News

Classen Curve offers big-city shopping

Six new tenants joined the swanky shopping center in 2011 and the city’s first Whole Foods Market opened across the street.

BY JENNIFER PALMER • Modified: April 29, 2012 at 12:55 am • Published: April 29, 2012

During a recent trip to Dallas, Carolyn Goldman’s brother called her from a Neiman Marcus department store.

“You carry all these brands!” he told his sister, who owns Uptown Kids in the Classen Curve shopping center at Classen and NW Grand.

She does — from fashionable clothes for babies and toddlers by Diesel, Little Marc Jacobs and Appaman to the ultracool Orbit Baby stroller system, seen with countless celebrity parents.

And her store is right here in Oklahoma City.

“You don’t have to go to Dallas to go shopping,” she said. “You don’t have to go out of state or buy online.
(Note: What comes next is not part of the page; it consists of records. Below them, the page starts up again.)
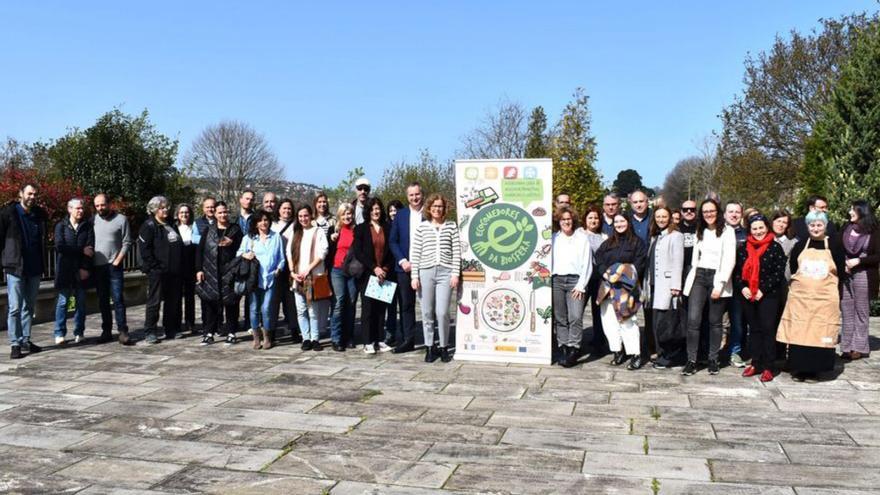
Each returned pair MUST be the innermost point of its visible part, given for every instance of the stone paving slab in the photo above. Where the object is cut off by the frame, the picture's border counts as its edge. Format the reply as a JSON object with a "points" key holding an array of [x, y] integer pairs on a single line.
{"points": [[182, 418]]}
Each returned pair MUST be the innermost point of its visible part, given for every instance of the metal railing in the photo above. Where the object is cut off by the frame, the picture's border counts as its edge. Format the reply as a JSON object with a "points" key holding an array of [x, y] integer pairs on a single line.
{"points": [[129, 264]]}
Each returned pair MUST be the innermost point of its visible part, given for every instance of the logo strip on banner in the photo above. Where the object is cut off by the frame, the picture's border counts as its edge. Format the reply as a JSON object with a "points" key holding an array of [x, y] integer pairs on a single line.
{"points": [[504, 215]]}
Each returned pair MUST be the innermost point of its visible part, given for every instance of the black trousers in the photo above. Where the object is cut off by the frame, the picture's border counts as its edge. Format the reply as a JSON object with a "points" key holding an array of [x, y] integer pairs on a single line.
{"points": [[213, 321], [164, 289], [761, 318], [700, 296], [407, 307], [372, 319]]}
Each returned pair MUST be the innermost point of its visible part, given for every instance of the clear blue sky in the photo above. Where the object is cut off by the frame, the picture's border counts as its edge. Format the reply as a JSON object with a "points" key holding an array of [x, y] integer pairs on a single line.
{"points": [[343, 84]]}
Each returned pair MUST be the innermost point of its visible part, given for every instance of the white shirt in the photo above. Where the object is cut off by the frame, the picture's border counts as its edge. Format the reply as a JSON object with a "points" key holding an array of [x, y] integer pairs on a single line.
{"points": [[415, 218], [185, 233], [572, 255]]}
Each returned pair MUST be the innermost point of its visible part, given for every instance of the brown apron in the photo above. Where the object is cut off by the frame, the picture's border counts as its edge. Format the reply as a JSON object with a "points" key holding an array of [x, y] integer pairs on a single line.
{"points": [[812, 312]]}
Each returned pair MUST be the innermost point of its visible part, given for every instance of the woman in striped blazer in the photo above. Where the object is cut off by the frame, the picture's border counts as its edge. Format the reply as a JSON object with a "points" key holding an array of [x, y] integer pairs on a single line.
{"points": [[436, 261]]}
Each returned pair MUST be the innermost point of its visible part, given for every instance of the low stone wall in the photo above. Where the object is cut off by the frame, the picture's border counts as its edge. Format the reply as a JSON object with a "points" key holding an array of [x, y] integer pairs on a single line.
{"points": [[135, 293]]}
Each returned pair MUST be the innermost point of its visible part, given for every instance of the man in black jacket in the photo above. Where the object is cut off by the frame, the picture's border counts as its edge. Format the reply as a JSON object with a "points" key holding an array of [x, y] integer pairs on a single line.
{"points": [[161, 249], [22, 230]]}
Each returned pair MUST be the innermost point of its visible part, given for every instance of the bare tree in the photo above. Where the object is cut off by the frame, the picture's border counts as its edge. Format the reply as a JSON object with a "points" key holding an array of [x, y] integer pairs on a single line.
{"points": [[230, 157], [501, 134]]}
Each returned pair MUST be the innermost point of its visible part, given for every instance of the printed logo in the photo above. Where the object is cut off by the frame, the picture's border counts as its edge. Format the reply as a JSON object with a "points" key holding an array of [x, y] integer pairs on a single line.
{"points": [[503, 236]]}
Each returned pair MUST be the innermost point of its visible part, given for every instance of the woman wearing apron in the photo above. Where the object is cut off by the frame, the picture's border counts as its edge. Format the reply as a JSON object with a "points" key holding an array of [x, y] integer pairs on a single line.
{"points": [[811, 321]]}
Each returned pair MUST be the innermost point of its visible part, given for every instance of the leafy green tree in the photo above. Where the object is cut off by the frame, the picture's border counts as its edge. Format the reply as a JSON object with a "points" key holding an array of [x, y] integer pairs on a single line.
{"points": [[536, 138], [122, 155], [845, 145], [573, 150], [626, 182]]}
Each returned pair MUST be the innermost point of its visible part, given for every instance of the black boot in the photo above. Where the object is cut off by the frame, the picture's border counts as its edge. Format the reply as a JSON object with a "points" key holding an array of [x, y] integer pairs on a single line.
{"points": [[431, 353]]}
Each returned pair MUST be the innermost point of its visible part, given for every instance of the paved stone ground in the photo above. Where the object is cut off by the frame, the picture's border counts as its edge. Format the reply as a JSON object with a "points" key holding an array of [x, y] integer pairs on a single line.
{"points": [[180, 418]]}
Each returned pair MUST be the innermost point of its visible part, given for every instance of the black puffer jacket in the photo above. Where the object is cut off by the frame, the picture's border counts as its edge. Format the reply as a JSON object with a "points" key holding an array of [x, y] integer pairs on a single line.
{"points": [[216, 263]]}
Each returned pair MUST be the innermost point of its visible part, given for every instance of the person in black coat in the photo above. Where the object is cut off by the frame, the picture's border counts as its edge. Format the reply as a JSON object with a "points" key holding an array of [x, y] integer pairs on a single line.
{"points": [[74, 258], [215, 276], [372, 249], [161, 250], [759, 282]]}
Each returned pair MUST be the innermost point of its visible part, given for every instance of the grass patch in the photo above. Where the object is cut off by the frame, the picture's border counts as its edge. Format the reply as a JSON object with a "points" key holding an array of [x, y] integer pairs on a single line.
{"points": [[370, 393]]}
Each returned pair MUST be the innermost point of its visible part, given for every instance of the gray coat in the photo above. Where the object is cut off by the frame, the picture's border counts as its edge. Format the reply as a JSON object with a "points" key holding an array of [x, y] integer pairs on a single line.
{"points": [[667, 268]]}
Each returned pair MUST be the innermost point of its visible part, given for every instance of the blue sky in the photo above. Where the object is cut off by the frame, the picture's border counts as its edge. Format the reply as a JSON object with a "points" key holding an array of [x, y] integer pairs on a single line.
{"points": [[345, 84]]}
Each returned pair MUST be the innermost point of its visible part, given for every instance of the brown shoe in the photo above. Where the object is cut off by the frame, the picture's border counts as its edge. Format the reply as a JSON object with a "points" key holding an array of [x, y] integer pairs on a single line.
{"points": [[258, 335]]}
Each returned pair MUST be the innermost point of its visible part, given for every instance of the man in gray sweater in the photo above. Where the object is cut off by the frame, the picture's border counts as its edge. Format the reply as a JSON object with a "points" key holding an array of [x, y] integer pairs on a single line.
{"points": [[112, 242]]}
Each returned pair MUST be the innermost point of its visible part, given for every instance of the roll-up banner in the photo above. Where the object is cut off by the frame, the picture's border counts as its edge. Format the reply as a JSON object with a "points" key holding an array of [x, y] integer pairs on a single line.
{"points": [[505, 218]]}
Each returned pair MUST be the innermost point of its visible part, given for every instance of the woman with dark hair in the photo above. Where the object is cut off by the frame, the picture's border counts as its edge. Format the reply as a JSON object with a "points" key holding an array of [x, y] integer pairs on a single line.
{"points": [[571, 270], [305, 255], [185, 219], [593, 229], [663, 283], [372, 249], [265, 246], [709, 282], [811, 321], [396, 305], [862, 247], [621, 260], [215, 277], [759, 279]]}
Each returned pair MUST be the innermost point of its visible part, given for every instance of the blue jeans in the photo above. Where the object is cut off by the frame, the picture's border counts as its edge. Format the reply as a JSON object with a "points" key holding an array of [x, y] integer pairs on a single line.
{"points": [[110, 284], [342, 320], [79, 315], [261, 307], [736, 326], [22, 294], [312, 316]]}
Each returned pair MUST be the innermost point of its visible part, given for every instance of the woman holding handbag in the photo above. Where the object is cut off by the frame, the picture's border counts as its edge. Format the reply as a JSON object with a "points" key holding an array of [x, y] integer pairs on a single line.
{"points": [[344, 287], [265, 246], [372, 249], [305, 255]]}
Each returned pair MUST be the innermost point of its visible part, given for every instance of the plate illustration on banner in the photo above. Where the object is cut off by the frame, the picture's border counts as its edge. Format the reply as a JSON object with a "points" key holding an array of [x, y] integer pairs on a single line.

You can come shop locally.”

Though retailers started opening in Classen Curve back in 2009, the swanky pedestrian-friendly shopping center seemed to hit its stride last year, with the addition of several new stores and a burst of traffic — thanks to the new Whole Foods Market across the street.

Classen Curve, as well as its sister shopping center, The Triangle at Classen Curve, which houses Whole Foods and Anthropologie, are developed by Chesapeake Energy Corp. The retail centers have attracted the hottest eateries and new retail concepts as well as old favorites.

Some highlights

•Six new tenants opened in Classen Curve in 2011, including Steven Giles men’s clothing store, Carwin’s Shave Shop, design firm Winter House Interiors, Black Optical eyewear, BD Home furniture store and Green Goodies cupcakes. Steven Giles and Green Goodies relocated from Nichols Hills locations, and Winter House Interiors moved from Northpark Mall.